Video-to-World (image-conditioning):

import torch
from diffusers import CosmosVideoToWorldPipeline
from diffusers.utils import export_to_video, load_image

model_id = "nvidia/Cosmos-1.0-Diffusion-7B-Video2World"
pipe = CosmosVideoToWorldPipeline.from_pretrained(model_id, torch_dtype=torch.bfloat16)
pipe.to("cuda")

prompt = "The video depicts a long, straight highway stretching into the distance, flanked by metal guardrails. The road is divided into multiple lanes, with a few vehicles visible in the far distance. The surrounding landscape features dry, grassy fields on one side and rolling hills on the other. The sky is mostly clear with a few scattered clouds, suggesting a bright, sunny day."
image = load_image(
    "https://huggingface.co/datasets/huggingface/documentation-images/resolve/main/diffusers/cosmos/cosmos-video2world-input.jpg"
)

video = pipe(image=image, prompt=prompt).frames[0]
export_to_video(video, "output.mp4", fps=30)

Video-to-World (video-conditioning):

import torch
from diffusers import CosmosVideoToWorldPipeline
from diffusers.utils import export_to_video, load_video

model_id = "nvidia/Cosmos-1.0-Diffusion-7B-Video2World"
pipe = CosmosVideoToWorldPipeline.from_pretrained(model_id, torch_dtype=torch.bfloat16)
pipe.transformer = torch.compile(pipe.transformer)
pipe.to("cuda")

prompt = "The video depicts a winding mountain road covered in snow, with a single vehicle traveling along it. The road is flanked by steep, rocky cliffs and sparse vegetation. The landscape is characterized by rugged terrain and a river visible in the distance. The scene captures the solitude and beauty of a winter drive through a mountainous region."
video = load_video(
    "https://huggingface.co/datasets/huggingface/documentation-images/resolve/main/diffusers/cosmos/cosmos-video2world-input-vid.mp4"
)[:21]  # This example uses only the first 21 frames

video = pipe(video=video, prompt=prompt).frames[0]
export_to_video(video, "output.mp4", fps=30)

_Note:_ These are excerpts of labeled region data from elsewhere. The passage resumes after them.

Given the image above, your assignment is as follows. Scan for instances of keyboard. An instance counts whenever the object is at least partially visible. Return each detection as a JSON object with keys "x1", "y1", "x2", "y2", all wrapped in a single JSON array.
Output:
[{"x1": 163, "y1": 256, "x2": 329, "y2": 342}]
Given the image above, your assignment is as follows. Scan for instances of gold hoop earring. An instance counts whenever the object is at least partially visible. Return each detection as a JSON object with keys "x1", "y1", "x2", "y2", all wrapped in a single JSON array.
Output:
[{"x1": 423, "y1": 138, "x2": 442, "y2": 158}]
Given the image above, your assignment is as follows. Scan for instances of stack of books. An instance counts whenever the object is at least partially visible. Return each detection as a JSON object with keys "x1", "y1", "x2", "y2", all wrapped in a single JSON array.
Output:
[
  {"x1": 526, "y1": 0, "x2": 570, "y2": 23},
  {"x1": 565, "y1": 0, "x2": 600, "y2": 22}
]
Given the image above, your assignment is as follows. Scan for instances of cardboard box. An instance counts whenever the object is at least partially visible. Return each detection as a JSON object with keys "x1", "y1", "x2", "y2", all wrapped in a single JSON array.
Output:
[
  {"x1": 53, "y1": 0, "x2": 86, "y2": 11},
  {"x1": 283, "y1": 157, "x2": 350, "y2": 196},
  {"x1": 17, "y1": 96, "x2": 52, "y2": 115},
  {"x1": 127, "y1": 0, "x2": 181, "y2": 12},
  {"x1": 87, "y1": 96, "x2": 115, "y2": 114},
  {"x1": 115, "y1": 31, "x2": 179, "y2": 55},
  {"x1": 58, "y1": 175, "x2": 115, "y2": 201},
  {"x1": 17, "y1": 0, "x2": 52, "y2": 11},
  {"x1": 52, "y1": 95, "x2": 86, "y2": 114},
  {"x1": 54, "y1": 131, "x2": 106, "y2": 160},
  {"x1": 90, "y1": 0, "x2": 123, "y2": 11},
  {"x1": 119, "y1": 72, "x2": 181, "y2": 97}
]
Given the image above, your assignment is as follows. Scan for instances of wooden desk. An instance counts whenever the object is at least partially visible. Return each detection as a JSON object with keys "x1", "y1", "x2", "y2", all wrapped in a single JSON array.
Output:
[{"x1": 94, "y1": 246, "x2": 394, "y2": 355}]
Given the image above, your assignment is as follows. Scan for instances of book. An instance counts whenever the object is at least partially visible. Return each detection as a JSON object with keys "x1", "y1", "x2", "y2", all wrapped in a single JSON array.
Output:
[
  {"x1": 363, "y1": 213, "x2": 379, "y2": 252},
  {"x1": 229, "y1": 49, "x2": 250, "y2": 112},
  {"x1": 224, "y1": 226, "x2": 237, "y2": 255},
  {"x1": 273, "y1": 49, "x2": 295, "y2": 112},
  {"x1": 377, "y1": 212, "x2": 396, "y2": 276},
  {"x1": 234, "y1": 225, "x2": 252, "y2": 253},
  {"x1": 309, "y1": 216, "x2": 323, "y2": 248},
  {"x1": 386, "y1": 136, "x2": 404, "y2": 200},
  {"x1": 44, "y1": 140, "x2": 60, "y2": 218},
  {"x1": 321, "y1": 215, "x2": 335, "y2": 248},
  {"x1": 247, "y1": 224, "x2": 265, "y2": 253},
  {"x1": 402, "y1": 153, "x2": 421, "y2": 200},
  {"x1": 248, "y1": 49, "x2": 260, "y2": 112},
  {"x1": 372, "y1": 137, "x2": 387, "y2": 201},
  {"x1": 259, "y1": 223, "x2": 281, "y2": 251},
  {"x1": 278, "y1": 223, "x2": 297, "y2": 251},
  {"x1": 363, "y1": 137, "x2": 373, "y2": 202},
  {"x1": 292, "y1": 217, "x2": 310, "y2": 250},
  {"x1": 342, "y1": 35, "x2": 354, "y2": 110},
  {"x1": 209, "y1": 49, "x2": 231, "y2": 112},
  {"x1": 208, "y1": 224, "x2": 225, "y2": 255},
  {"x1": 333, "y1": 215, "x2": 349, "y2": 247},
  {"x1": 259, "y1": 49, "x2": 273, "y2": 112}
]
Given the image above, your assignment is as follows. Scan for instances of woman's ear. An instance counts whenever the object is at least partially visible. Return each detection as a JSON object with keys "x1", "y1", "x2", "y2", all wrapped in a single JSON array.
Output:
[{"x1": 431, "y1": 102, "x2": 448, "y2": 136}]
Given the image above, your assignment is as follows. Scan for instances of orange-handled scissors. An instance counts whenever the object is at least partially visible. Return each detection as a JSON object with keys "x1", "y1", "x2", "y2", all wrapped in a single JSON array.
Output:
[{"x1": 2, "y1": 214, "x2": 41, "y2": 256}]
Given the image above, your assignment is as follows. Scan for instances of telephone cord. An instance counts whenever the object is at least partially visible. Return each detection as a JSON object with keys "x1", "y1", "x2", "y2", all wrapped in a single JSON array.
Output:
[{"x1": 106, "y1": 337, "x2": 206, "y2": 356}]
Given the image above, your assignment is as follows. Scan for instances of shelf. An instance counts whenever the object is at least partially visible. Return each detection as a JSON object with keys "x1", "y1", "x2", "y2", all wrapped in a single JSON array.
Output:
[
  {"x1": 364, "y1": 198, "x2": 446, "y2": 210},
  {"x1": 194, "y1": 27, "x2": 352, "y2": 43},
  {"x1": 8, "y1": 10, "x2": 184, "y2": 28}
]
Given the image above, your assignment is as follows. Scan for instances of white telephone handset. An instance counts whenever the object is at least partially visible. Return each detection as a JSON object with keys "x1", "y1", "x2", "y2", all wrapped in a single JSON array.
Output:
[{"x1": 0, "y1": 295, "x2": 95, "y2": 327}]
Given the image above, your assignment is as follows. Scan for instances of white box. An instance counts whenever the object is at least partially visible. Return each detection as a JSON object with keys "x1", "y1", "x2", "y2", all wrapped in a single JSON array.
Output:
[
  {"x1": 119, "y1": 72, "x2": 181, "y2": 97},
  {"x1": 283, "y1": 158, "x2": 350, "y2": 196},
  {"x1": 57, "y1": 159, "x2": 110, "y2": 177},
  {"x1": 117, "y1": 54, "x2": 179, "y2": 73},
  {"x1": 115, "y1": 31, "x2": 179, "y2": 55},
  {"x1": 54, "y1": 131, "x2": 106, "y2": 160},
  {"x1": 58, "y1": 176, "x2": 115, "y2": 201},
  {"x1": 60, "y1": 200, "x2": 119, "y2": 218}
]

Note that the model repos are not yet compatible with Diffusers-loading. I'll open PRs for weights once nvidia team gives the thumbs up.

Inference code (old)
import os
from typing import Any, Dict

import torch
from diffusers import CosmosTransformer3DModel, CosmosPipeline, EDMEulerScheduler, EDMDPMSolverMultistepScheduler
from diffusers.utils import export_to_video
from transformers import T5EncoderModel, T5TokenizerFast


def remove_keys_(key: str, state_dict: Dict[str, Any]):
    state_dict.pop(key)


def update_state_dict_inplace(state_dict: Dict[str, Any], old_key: str, new_key: str) -> Dict[str, Any]:
    state_dict[new_key] = state_dict.pop(old_key)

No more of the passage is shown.